Search code examples
swiftswift3cryptographymd5cryptoswift

Why is MD5 hashing so hard and in Swift 3?


Ok, so every now and then you come across problems that you've solved before using various frameworks and libraries and whatnot found on the internet and your problem is solved relatively quick and easy and you also learn why your problem was a problem in the first place.

However, sometimes you come across problems that make absolute 0 sense, and even worse when the solutions make negative sense.

My problem is that I want to take Data and make an MD5 hash out of it.

I find all kinds of solutions but none of them work.

What's really bugging me out actually is how unnecessarily complicated the solutions seem to be for a trivial task as getting an MD5 hash out of anything.

I am trying to use the Crypto and CommonCrypto frameworks by Soffes and they seem fairly easy, right?

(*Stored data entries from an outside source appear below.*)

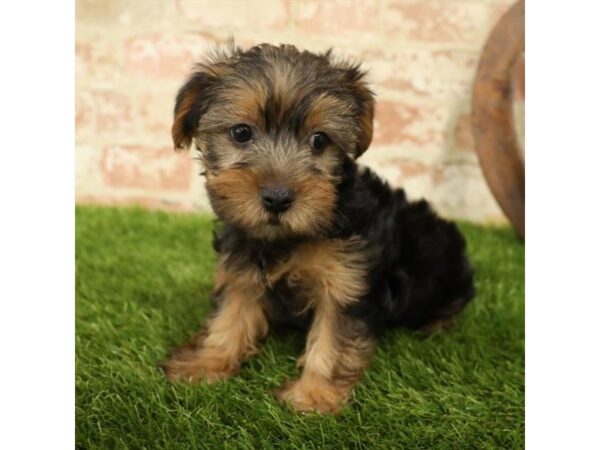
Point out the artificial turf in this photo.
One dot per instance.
(142, 285)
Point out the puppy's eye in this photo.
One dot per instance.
(319, 141)
(241, 133)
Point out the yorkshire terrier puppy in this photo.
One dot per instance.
(305, 236)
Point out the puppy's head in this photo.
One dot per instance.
(273, 126)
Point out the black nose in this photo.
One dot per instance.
(277, 199)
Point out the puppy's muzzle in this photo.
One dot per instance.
(277, 199)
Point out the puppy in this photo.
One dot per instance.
(305, 237)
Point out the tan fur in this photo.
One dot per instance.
(334, 358)
(180, 140)
(235, 195)
(229, 337)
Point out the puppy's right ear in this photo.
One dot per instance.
(191, 103)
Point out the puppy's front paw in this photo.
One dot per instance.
(312, 394)
(193, 366)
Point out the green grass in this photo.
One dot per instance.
(142, 286)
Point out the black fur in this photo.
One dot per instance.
(419, 273)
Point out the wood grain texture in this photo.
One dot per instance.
(496, 141)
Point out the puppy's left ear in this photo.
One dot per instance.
(365, 101)
(365, 105)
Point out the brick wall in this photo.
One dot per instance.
(131, 56)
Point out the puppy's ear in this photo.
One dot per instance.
(194, 97)
(365, 103)
(366, 109)
(191, 103)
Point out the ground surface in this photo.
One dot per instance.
(143, 281)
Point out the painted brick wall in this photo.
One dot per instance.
(131, 56)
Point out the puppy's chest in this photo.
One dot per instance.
(288, 290)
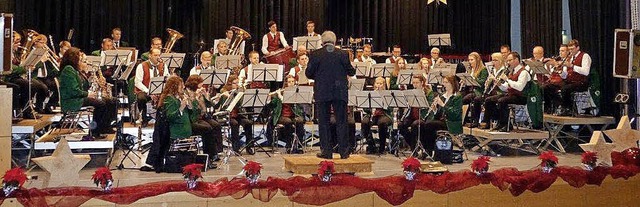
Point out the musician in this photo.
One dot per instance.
(116, 35)
(156, 43)
(329, 68)
(480, 73)
(554, 83)
(311, 27)
(74, 93)
(235, 118)
(205, 62)
(448, 116)
(145, 71)
(578, 68)
(380, 117)
(395, 54)
(273, 40)
(290, 116)
(417, 117)
(513, 86)
(203, 125)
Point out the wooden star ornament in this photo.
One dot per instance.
(62, 167)
(624, 136)
(598, 145)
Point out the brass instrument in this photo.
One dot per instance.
(173, 37)
(239, 36)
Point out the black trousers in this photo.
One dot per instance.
(383, 122)
(211, 133)
(247, 125)
(499, 105)
(324, 122)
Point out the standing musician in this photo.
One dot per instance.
(273, 40)
(395, 54)
(380, 117)
(554, 83)
(480, 73)
(578, 68)
(116, 35)
(417, 117)
(146, 70)
(448, 115)
(235, 118)
(513, 85)
(205, 62)
(74, 92)
(329, 68)
(290, 116)
(156, 43)
(202, 125)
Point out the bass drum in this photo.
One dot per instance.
(281, 56)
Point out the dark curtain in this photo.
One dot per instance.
(541, 23)
(593, 23)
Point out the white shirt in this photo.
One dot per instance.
(140, 76)
(519, 85)
(265, 41)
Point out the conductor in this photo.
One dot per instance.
(329, 67)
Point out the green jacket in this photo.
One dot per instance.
(73, 89)
(179, 122)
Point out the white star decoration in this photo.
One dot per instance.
(598, 145)
(62, 166)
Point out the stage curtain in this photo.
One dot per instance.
(593, 24)
(541, 23)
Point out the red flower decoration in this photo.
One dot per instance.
(589, 158)
(326, 167)
(411, 164)
(101, 176)
(192, 171)
(15, 176)
(481, 164)
(252, 167)
(548, 159)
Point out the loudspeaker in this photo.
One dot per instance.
(626, 54)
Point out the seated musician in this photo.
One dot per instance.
(395, 54)
(156, 43)
(578, 68)
(290, 116)
(448, 115)
(417, 117)
(380, 117)
(274, 40)
(74, 93)
(235, 118)
(480, 73)
(558, 73)
(513, 86)
(145, 71)
(205, 62)
(203, 125)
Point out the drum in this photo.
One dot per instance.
(281, 56)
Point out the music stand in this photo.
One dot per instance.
(255, 98)
(356, 84)
(362, 69)
(436, 40)
(312, 43)
(382, 70)
(228, 62)
(173, 60)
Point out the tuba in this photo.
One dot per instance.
(239, 36)
(173, 37)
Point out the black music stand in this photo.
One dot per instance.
(228, 62)
(255, 99)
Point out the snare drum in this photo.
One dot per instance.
(281, 56)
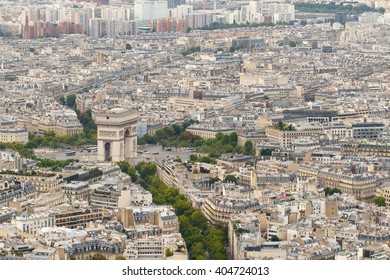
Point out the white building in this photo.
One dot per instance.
(145, 10)
(32, 223)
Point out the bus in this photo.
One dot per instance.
(70, 153)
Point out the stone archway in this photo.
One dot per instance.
(127, 142)
(107, 151)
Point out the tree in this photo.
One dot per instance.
(230, 178)
(266, 151)
(331, 191)
(380, 201)
(248, 148)
(146, 169)
(233, 138)
(62, 100)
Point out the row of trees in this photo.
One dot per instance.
(332, 8)
(331, 191)
(69, 100)
(172, 132)
(217, 25)
(177, 136)
(54, 164)
(191, 50)
(203, 242)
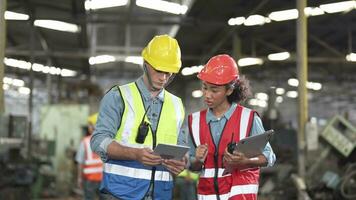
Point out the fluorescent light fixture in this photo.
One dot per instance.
(314, 86)
(5, 86)
(99, 4)
(284, 15)
(261, 96)
(254, 20)
(310, 85)
(191, 70)
(279, 99)
(134, 59)
(278, 56)
(351, 57)
(236, 21)
(293, 82)
(57, 25)
(313, 11)
(68, 73)
(258, 102)
(39, 67)
(253, 102)
(292, 94)
(197, 93)
(18, 82)
(164, 6)
(249, 61)
(24, 90)
(343, 6)
(15, 16)
(94, 60)
(17, 63)
(280, 91)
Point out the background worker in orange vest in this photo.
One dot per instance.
(223, 122)
(90, 166)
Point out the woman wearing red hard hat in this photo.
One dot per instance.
(223, 122)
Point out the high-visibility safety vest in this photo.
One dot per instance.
(212, 183)
(129, 179)
(93, 166)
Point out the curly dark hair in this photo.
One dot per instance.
(241, 91)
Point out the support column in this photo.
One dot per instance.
(302, 71)
(2, 52)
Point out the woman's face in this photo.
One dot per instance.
(215, 95)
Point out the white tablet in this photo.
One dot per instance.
(254, 145)
(167, 151)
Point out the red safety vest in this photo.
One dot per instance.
(93, 166)
(212, 184)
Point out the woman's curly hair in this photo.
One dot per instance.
(241, 90)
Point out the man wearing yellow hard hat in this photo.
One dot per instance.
(133, 119)
(90, 166)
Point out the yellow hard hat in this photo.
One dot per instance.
(163, 54)
(92, 118)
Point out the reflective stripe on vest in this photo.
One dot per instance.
(213, 197)
(93, 166)
(119, 174)
(242, 121)
(137, 173)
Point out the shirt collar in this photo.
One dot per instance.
(146, 94)
(211, 117)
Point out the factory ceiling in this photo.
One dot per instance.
(202, 32)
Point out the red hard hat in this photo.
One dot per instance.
(219, 70)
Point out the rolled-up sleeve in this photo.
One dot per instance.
(257, 128)
(109, 119)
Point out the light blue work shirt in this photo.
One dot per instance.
(217, 125)
(110, 116)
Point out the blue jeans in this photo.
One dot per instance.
(91, 190)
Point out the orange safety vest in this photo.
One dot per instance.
(213, 185)
(93, 166)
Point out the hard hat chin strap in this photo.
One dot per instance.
(152, 87)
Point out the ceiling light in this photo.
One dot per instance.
(17, 63)
(261, 96)
(57, 25)
(314, 85)
(278, 56)
(253, 102)
(134, 59)
(164, 6)
(24, 90)
(236, 21)
(249, 61)
(284, 15)
(293, 82)
(279, 99)
(38, 68)
(280, 91)
(15, 16)
(197, 93)
(292, 94)
(5, 86)
(68, 73)
(94, 60)
(191, 70)
(351, 57)
(313, 11)
(99, 4)
(344, 6)
(254, 20)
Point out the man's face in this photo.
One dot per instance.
(158, 78)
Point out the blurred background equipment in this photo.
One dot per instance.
(58, 58)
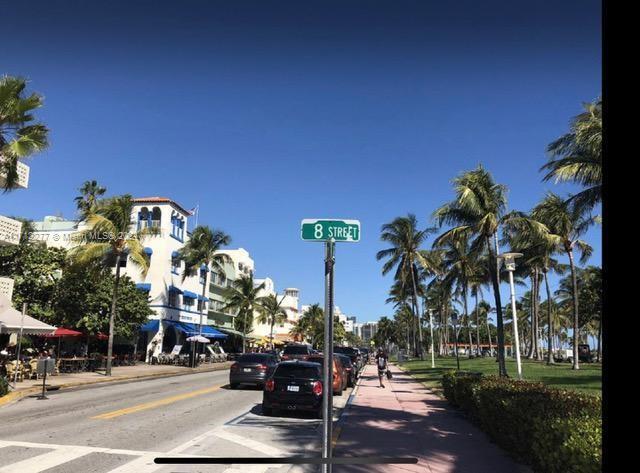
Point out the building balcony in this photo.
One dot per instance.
(9, 231)
(6, 287)
(23, 177)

Right?

Yes!

But why am I still getting the error fatal error: unexpectedly found nil while unwrapping an Optional value?

From what I understand, the data served by myData.md5 in the extension of Crypto by Soffes seem to be "optional". But why?

The code I am trying to execute is:

print(" md5 result: " + String(data: myData.md5, encoding: .utf8)!)

where myData has data in it 100% because after the above line of code, I send that data to a server, and the data exists.

On top of that, printing the count of myData.md5.count by print(String(myData.md5.count)) works perfectly.

So my question is basically: How do I MD5 hash a Data and print it as a string?

Edit:

What I have tried

That works

MD5:ing the string test in a PHP script gives me 098f6bcd4621d373cade4e832627b4f6 and the Swift code "test".md5() also gives me 098f6bcd4621d373cade4e832627b4f6

That doesn't work

Converting the UInt8 byte array from Data.md5() to a string that represents the correct MD5 value.

The different tests I've done are the following:

var hash = ""
for byte in myData.data.md5() {
    hash +=  String(format: "%02x", byte)
}
print("loop = " + hash) //test 1

print("myData.md5().toHexString() = " +  myData.md5().toHexString()) //test 2

print("CryptoSwift.Digest.md5([UInt8](myData)) = " + CryptoSwift.Digest.md5([UInt8](myData)).toHexString()) //test 3

All three tests with the 500 byte test data give me the MD5 value 56f6955d148ad6b6abbc9088b4ae334d while my PHP script gives me 6081d190b3ec6de47a74d34f6316ac6b

Test Sample (64 bytes): Raw data:

FFD8FFE0 00104A46 49460001 01010048 00480000 FFE13572 45786966 00004D4D
002A0000 0008000B 01060003 00000001 00020000 010F0002 00000012 00000092

Test 1, 2 and 3 MD5: 7f0a012239d9fde5a46071640d2d8c83

PHP MD5: 06eb0c71d8839a4ac91ee42c129b8ba3

PHP Code: echo md5($_FILES["file"]["tmp_name"])


Solution

  • The simple answer to your question is:

    String(data: someData, encoding: .utf8)
    

    returns nil if someData is not properly UTF8 encoded data. If you try to unwrap nil like this:

    String(data: someDate, encoding: .utf8)!
    

    you get:

    fatal error: unexpectedly found nil while unwrapping an Optional value

    So at it's core, it's got nothing to do with hashing or crypto.

    Both the input and the output of MD5 (or any hash algorithm for that matter) are binary data (and not text or strings). So the output of MD5 is not UTF8 encoded data. Thus why the above String initializer always failed.

    If you want to display binary data in your console, you need to convert it to a readable representation. The most common ones are hexadecimal digits or Base 64 encoding.

    Note: Some crypto libraries allow you to feed string into their hash functions. They will silently convert the string to a binary representation using some character encoding. If the encodings do not match, the hash values do not match across systems and programming languages. So you better try to understand why they really do in the background.